K_<ATP>通道活性对缺血预处理的作用及麻醉药对K_<ATP>通道活性的影响。

• 批准号: 11671501
• 负责人: OSHITA Shuzo
• 金额: $ 2.3万
• 依托单位: Tokushima University
• 依托单位国家: 日本
• 项目类别: Grant-in-Aid for Scientific Research (C)
• 财政年份: 1999
• 资助国家: 日本
• 起止时间: 1999 至 2000
• 项目状态: 已结题
• 来源: https://kaken.nii.ac.jp/grant/KAKENHI-PROJECT-11671501/
• 关键词: Ischemic preconditioning; Cardioprotection; Patch-clamp technique; K_<ATP> channel; Intravenous anesthetic; Propofol; 麻酔薬

We examine the effects of propofol on the sarcolemmal adenosine triphoshate-sensitive potassium (K_<ATP>) channel activities and the role of K_<ATP> channels on the carioprotective effects of ischemia-induced preconditioning (IPC) using patch-clamp techniques in rat ventricular myocytes. Propofol inhibited K_<ATP> channel activities in a concentration-dependent manner both in inside-out and in cell-attached configurations. These data suggest that propofol inhibits K_<ATP> channel activities in a membrane-delimited manner rather than through a cytosolic second messenger.Then, we evaluated the effects of sarcolemmal K_<ATP> channel activities on the ischemic preconditioning. A brief episode of iscemia render the cardioprotection against a prolonged ischemic damages, which is known as IPC.Numerous of studies support that the adenosine triphoshate-sensitive potassium (K_<ATP>) channels may serve as the end effector in these prosess. Nonpreconditioned group (control group) received a continuos 15 minutes ischemia, whereas preconditioned group (IPC group) subjected to 5 minutes ischemia, 5 minutes reperfusion, and finally 5 minutes ischemia. To simulate ischmia we used 2,4-dinitrophenol (DNP), an inhibitor of mitochondrial ATP synthesis, in cell-attached configurations and perfused with low-ATP Tyroide's solution in inside-out configurations. In the cell-attached configurations, the open probability of the K_<ATP> channels in the IPC group was significantly increased compared to that of the control group. In the inside-out configuration, however, there were no significant differences in open probability of the K_<ATP> channels between control and IPC groups. These results indicate that cardioprotective effects of IPC are due to increased open probability of K_<ATP> channels, and these characteristics of sarcolemmal K_<ATP> channels might be mediated through cytosolic second messengers.

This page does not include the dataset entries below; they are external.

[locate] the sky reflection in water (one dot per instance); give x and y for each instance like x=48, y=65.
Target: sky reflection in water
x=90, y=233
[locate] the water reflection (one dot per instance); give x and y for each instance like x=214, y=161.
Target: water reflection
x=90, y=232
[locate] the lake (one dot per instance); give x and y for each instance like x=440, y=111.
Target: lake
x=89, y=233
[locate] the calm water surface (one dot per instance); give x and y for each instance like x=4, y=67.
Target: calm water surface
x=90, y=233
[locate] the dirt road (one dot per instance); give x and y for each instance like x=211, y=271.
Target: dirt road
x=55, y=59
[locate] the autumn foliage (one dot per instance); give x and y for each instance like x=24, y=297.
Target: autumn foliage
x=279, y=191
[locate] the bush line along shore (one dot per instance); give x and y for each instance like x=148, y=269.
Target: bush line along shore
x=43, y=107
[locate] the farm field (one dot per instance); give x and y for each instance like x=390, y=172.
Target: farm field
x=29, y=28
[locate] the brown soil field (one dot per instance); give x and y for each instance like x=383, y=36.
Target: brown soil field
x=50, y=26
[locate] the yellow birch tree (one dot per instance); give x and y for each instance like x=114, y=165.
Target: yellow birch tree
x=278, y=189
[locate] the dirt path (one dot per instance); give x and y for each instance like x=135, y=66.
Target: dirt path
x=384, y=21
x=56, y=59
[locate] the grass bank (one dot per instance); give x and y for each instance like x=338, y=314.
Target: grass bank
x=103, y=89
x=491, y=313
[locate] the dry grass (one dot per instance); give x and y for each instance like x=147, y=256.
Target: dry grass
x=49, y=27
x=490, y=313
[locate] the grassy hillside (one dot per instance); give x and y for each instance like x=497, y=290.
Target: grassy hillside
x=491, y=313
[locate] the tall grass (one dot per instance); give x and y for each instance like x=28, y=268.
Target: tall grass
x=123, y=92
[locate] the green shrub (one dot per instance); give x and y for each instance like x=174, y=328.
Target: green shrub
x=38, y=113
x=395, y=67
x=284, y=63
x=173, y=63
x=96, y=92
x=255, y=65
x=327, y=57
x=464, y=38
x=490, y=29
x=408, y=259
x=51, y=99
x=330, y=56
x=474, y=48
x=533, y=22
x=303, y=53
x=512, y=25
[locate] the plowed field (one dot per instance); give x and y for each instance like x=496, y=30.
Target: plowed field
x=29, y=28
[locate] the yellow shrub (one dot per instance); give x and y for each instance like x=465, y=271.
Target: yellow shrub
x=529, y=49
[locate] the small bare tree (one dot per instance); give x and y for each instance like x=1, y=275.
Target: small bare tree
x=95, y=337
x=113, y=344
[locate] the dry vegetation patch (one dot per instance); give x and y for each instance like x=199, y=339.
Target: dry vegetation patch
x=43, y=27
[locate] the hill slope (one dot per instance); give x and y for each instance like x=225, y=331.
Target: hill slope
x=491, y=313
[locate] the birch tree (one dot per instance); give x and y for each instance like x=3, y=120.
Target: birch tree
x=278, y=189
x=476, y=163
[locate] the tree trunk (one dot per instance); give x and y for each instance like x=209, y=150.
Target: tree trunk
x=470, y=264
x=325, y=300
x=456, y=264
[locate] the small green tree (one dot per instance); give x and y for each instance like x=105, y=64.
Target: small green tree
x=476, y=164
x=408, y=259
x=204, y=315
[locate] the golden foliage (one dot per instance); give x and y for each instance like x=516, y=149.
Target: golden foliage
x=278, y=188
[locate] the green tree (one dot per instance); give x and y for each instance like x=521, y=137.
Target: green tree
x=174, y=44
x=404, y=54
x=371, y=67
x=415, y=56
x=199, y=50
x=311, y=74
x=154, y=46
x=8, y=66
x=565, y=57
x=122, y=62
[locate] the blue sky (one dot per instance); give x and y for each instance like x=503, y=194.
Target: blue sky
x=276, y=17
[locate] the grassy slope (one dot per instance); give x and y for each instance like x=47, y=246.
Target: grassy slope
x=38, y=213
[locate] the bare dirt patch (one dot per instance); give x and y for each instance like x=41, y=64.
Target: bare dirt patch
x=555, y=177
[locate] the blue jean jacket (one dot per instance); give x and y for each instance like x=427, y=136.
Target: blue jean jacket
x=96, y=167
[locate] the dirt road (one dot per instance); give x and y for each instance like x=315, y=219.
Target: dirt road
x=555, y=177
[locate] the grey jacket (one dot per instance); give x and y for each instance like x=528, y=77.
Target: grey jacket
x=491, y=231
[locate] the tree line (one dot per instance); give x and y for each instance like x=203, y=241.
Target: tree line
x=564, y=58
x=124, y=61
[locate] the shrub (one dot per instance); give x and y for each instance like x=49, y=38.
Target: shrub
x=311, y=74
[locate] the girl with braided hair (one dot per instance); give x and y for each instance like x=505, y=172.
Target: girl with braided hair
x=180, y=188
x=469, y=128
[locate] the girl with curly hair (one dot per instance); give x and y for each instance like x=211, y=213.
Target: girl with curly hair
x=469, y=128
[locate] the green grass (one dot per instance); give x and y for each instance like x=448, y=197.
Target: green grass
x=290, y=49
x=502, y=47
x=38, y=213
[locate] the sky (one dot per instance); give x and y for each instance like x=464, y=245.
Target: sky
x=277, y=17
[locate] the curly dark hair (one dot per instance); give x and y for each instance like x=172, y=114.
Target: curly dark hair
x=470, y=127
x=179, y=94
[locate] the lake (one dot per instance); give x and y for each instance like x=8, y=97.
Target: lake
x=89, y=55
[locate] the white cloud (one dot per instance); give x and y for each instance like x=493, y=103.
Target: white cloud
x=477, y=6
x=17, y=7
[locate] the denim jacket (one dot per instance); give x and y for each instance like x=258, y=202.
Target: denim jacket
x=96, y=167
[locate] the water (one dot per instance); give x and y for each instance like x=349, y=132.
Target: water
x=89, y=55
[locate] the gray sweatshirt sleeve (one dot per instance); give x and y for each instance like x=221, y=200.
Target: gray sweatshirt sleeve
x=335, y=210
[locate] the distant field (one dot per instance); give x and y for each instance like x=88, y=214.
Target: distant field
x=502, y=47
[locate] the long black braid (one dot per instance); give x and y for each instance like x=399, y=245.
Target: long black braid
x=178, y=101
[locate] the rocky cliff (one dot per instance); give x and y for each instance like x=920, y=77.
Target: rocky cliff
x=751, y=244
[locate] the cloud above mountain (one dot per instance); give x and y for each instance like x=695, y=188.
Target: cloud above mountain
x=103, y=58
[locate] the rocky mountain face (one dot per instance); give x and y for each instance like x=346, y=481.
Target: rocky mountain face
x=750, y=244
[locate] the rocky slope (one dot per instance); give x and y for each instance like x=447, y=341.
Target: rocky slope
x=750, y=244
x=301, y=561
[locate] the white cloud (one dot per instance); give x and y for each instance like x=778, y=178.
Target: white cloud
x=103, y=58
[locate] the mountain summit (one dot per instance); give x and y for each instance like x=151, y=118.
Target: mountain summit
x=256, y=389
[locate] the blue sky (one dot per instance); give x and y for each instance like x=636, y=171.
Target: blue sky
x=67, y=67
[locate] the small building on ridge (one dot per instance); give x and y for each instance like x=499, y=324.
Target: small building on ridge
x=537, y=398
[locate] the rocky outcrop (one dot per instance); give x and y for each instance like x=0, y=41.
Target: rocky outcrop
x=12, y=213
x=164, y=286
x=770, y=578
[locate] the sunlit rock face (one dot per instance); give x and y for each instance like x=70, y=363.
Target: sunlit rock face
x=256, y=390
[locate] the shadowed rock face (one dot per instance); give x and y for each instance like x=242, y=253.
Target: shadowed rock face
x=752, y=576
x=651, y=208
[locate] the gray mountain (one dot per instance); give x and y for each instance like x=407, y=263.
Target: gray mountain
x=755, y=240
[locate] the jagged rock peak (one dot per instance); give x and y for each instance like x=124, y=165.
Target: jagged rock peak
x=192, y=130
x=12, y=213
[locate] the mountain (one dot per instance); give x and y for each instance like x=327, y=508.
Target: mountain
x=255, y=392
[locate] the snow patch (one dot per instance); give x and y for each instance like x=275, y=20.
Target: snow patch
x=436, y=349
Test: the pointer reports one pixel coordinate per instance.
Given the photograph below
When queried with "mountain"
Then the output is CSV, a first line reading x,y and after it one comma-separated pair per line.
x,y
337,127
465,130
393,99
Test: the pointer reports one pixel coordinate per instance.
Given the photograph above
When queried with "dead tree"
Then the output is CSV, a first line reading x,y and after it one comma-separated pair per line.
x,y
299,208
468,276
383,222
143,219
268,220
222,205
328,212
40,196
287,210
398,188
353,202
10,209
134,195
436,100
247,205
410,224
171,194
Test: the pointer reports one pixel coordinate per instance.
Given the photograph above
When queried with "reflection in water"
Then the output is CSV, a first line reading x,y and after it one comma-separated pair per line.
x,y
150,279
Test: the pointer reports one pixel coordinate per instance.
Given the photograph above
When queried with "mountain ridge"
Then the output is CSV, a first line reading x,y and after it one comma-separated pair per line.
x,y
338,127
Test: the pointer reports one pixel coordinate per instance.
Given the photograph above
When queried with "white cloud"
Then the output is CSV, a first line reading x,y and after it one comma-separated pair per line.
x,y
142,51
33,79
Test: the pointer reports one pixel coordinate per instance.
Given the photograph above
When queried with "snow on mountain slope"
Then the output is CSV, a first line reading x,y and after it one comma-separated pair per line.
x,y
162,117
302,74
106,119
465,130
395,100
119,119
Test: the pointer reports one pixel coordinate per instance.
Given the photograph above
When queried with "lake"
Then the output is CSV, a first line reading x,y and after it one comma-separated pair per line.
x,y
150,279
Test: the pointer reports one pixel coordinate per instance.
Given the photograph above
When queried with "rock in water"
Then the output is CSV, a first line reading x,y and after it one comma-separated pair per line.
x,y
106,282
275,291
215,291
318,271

采用膜片钳技术观察异丙酚对大鼠心室肌细胞膜ATP敏感性钾通道（K_2）活性的影响<ATP>，并探讨K_2通道<ATP>在缺血预处理（IPC）心肌保护中的作用。异丙酚抑制K_<ATP>（1+）通道活动，并呈浓度依赖性。这些结果表明，异丙酚对心肌细胞膜钾<ATP>通道活性的抑制作用是以膜为界的，而不是通过胞浆的第二信使<ATP>。短暂的缺血可使心肌免受长期缺血性损伤，即IPC，大量研究表明腺苷三磷酸敏感性钾通道（adenosinetriphosate-sensitive potassium，<ATP>K_2）可能是这一过程的终末效应器。非预处理组（对照组）连续缺血15 min，预处理组（IPC组）缺血5 min，再灌注5 min，最后缺血5 min。为了模拟缺血，我们使用2，4-二硝基苯酚（DNP），一种线粒体ATP合成的抑制剂，在细胞附着配置和灌注低ATP Tyroide的溶液在由内而外的配置。在细胞贴附构型中，IPC组的K通道开放概率<ATP>较对照组显著增加。而在由内向外构型中，对照组和IPC组的钾通道开放概率无显著差异<ATP>。这些结果提示IPC的心肌保护作用是通过增加心肌细胞膜钾通道开放概率<ATP>而实现的，而心肌细胞膜钾通道的开放<ATP>可能是通过胞浆第二信使介导的。